On s’attend à ce que tout le monde ressente une attirance sexuelle et un désir sexuel et que ces sentiments commencent à l’adolescence. Les hypothèses sur le sexe sont partout – la plupart du temps, nous ne les remarquons même pas. Les vidéos musicales, les films, les émissions de téléréalité, la publicité, les jeux vidéo, les journaux et les magazines utilisent tous du contenu sexuel qui soutient l’idée que la sexualité, l’attraction et le désir sont normaux. Il y a, cependant, un groupe de personnes qui contestent cette hypothèse sexuelle, qui s’identifient comme asexués.

L’asexualité était autrefois considérée comme un problème qui empêchait les gens de ressentir une attirance sexuelle pour les autres. Après avoir découvert que certaines personnes s’intéressaient peu ou pas au comportement sexuel, les chercheurs des années 1940 ont appelé ce groupe « asexuels » et les ont qualifiés de « Groupe X ». Il n’y avait plus de discussion sur le « Groupe X », et les asexuels et l’asexualité ont été perdus dans l’histoire, tandis que les études sur la sexualité se développaient et prospéraient.

Même aujourd’hui, l’asexualité semble encore être un mystère pour beaucoup de gens – bien que plus de gens en parlent et que plus de gens s’identifient comme asexués.
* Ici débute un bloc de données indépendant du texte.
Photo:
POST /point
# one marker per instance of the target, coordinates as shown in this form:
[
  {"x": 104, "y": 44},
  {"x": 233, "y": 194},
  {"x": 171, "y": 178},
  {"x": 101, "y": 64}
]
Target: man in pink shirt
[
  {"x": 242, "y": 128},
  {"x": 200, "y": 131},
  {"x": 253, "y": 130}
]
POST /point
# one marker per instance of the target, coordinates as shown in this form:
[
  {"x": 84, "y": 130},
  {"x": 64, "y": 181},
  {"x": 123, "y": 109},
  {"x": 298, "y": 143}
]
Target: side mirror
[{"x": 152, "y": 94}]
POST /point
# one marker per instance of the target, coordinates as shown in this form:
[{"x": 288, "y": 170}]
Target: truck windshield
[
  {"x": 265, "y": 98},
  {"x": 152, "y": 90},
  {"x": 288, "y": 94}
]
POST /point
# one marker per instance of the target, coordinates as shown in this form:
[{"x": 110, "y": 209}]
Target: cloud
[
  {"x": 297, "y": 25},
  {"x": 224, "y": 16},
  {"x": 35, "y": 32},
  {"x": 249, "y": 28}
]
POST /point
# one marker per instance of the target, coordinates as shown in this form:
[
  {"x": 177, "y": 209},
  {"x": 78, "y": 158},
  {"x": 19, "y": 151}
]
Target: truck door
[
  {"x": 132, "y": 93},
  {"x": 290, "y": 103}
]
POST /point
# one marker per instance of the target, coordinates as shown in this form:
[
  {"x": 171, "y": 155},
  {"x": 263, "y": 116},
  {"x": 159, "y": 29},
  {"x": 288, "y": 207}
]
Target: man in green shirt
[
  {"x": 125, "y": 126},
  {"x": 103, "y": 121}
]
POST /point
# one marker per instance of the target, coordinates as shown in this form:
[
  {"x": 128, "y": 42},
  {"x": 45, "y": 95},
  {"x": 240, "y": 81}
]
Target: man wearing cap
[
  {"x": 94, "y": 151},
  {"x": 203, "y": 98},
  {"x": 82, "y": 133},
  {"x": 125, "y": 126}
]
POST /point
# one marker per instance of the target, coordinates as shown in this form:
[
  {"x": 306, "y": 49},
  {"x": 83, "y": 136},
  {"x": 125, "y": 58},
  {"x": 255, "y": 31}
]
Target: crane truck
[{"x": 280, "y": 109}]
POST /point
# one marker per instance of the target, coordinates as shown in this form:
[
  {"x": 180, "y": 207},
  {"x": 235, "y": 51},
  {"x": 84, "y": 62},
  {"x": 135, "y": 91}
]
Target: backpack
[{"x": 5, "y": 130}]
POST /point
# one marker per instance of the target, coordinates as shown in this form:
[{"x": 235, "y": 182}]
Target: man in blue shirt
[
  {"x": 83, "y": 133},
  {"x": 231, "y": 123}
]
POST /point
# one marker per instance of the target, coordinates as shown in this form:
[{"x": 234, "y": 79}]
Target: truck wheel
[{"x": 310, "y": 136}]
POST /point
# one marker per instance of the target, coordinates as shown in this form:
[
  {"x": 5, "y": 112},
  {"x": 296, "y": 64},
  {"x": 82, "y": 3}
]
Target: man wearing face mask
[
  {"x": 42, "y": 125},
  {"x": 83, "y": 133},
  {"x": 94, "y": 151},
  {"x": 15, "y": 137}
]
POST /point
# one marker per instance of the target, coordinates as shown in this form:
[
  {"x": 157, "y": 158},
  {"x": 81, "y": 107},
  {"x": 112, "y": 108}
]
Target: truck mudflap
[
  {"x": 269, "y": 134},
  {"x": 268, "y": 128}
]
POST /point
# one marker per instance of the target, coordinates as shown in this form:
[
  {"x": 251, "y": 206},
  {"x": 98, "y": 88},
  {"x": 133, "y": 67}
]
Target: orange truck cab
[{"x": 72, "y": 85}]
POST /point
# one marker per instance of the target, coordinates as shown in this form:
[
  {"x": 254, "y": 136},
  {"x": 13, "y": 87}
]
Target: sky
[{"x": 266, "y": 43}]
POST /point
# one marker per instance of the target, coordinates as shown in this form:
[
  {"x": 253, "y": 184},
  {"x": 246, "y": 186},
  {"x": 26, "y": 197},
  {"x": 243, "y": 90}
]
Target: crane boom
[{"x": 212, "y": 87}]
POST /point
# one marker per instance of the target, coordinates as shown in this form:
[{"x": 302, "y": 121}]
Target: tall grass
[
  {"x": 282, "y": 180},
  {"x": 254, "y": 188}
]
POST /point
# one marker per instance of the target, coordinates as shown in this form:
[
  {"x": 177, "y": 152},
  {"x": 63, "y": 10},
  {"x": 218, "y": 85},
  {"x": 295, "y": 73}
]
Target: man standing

L’asexualité est difficile à comprendre pour beaucoup de gens. Et la recherche montre qu’en tant qu’identité sexuelle, les gens ont plus de négativité envers les asexuels que toute autre minorité sexuelle.
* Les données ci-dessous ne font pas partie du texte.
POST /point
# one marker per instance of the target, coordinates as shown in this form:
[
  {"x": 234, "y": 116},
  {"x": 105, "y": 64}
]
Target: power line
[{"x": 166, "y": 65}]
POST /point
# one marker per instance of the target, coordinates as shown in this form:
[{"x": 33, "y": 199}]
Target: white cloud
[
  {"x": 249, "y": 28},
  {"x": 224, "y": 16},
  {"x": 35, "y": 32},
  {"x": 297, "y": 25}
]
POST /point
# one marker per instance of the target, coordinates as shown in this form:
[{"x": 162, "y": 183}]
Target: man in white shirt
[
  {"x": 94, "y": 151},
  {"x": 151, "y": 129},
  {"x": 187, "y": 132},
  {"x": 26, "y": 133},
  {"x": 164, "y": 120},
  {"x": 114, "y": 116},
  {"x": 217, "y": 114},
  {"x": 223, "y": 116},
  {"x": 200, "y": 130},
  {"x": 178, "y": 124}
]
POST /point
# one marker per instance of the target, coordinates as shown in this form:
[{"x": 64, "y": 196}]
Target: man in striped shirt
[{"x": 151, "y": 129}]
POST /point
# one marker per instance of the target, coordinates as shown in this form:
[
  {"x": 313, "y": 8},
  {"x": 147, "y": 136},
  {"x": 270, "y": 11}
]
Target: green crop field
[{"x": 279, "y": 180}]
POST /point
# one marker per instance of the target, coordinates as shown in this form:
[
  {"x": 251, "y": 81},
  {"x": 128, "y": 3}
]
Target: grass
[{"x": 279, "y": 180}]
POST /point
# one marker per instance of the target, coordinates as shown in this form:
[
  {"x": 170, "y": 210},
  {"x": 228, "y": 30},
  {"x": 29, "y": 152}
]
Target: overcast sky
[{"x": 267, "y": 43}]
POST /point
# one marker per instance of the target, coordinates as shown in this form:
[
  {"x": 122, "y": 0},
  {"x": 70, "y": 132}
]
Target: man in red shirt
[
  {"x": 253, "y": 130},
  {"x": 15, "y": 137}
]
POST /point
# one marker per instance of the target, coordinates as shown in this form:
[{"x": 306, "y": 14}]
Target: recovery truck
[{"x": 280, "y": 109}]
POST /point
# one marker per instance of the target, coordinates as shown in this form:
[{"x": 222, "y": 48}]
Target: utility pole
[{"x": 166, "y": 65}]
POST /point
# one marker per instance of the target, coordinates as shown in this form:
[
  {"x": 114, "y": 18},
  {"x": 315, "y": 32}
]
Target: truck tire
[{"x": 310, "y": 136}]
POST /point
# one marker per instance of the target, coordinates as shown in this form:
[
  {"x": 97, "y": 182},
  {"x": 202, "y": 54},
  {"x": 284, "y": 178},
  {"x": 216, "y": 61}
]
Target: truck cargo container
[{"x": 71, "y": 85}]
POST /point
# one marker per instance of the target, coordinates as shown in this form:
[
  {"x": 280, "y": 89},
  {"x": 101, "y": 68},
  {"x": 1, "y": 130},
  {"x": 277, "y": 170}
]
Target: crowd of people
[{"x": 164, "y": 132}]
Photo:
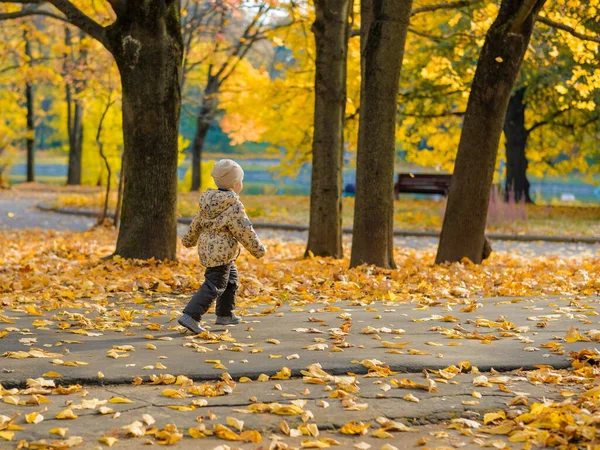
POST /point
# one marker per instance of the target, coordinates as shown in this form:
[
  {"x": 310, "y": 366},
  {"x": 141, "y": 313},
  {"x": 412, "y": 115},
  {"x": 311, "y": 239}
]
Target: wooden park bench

Qu’est-ce que l’asexualité ?

Ce qu’est exactement l’asexualité est encore en cours de décision – avec beaucoup de débats en cours pour savoir s’il s’agit d’une orientation sexuelle ou d’une identité sexuelle. Il y a également eu des discussions pour savoir s’il s’agit d’une condition médicale ou si elle doit être considérée comme un problème à traiter.
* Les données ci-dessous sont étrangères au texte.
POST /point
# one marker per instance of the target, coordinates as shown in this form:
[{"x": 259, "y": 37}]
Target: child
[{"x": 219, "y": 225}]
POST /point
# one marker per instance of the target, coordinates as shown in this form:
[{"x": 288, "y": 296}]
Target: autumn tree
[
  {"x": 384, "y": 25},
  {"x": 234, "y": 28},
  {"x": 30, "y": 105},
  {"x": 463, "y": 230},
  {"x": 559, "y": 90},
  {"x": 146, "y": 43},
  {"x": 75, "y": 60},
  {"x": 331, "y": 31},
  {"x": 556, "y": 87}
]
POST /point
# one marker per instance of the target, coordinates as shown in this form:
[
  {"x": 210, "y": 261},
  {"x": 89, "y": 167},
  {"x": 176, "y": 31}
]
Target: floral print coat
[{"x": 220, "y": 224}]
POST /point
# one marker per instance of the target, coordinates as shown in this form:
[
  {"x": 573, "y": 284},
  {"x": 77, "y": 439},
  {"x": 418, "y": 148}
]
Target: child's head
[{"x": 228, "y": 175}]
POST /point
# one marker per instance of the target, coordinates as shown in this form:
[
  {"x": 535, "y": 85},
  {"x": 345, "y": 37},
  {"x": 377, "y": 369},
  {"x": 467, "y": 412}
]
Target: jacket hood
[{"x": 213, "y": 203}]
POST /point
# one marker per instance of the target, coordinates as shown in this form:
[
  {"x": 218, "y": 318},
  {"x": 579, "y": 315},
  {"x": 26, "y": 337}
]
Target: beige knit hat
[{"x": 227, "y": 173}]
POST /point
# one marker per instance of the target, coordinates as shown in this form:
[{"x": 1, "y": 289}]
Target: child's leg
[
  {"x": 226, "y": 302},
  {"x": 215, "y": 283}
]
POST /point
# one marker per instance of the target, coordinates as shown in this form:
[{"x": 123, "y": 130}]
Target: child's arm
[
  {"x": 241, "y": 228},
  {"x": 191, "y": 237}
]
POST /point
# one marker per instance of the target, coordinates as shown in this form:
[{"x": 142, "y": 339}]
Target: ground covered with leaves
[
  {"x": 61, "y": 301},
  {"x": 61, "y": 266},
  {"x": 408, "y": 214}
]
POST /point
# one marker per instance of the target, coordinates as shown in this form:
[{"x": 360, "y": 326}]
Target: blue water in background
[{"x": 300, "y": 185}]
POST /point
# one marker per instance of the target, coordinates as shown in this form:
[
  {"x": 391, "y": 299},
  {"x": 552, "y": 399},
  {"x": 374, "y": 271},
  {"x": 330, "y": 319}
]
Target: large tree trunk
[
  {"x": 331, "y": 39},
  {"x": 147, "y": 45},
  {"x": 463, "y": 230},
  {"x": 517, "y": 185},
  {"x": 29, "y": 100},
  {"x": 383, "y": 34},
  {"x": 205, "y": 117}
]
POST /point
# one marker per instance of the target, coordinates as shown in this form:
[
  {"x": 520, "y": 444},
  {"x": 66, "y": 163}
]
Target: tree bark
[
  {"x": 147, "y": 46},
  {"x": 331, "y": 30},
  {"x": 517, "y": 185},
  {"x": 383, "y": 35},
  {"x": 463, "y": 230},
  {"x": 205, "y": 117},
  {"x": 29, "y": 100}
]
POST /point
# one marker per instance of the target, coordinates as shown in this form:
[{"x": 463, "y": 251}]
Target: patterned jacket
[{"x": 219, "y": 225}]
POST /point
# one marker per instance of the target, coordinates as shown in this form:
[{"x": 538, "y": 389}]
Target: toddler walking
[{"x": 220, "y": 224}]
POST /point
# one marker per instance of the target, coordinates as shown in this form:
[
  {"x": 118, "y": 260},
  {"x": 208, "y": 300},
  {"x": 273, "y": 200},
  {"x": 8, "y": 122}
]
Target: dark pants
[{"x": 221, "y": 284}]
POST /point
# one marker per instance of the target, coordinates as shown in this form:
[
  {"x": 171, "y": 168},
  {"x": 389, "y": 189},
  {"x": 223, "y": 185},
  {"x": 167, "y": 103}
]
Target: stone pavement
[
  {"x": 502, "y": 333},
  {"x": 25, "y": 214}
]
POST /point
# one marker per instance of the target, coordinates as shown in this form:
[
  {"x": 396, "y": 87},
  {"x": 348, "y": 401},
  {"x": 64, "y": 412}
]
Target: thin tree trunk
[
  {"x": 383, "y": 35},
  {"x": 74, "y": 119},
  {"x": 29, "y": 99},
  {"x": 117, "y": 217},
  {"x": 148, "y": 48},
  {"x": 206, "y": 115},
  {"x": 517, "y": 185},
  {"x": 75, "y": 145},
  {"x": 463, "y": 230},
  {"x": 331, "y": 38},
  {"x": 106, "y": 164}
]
Mais il semble que pour beaucoup, être asexué relève moins d’une compréhension traditionnelle de l’attirance et du comportement sexuels, que d’être capable de discuter des goûts et des aversions, ainsi que des attentes et des préférences dans les premiers stades d’une relation. De cette façon, c’est une façon rafraîchissante d’être honnête et clair avec des partenaires potentiels – et d’éviter toute hypothèse sur le sexe. Peut-être à cause de cette approche, un nombre croissant d’asexuels auto-identifiés considèrent l’asexualité comme moins un problème et plus un mode de vie.

L’asexualité est définie comme un manque d’attirance sexuelle à vie. Pexels

Les discussions sur le sexe et la sexualité au début d’une relation peuvent rendre les partenaires et les partenaires potentiels plus respectueux des choix et des décisions d’une personne. Ils peuvent également réduire le potentiel d’autres personnes qui font des demandes qui peuvent mettre quelqu’un mal à l’aise ou qui comportent des éléments subtils de coercition.

Redéfinir les frontières

De cette façon, alors, avec son besoin d’honnêteté et de clarté, l’asexualité est une façon perspicace de regarder la sexualité et les façons dont les non-asexuels – également appelés allosexuels dans la communauté asexuée – interagissent avec les autres à un niveau proche et intime.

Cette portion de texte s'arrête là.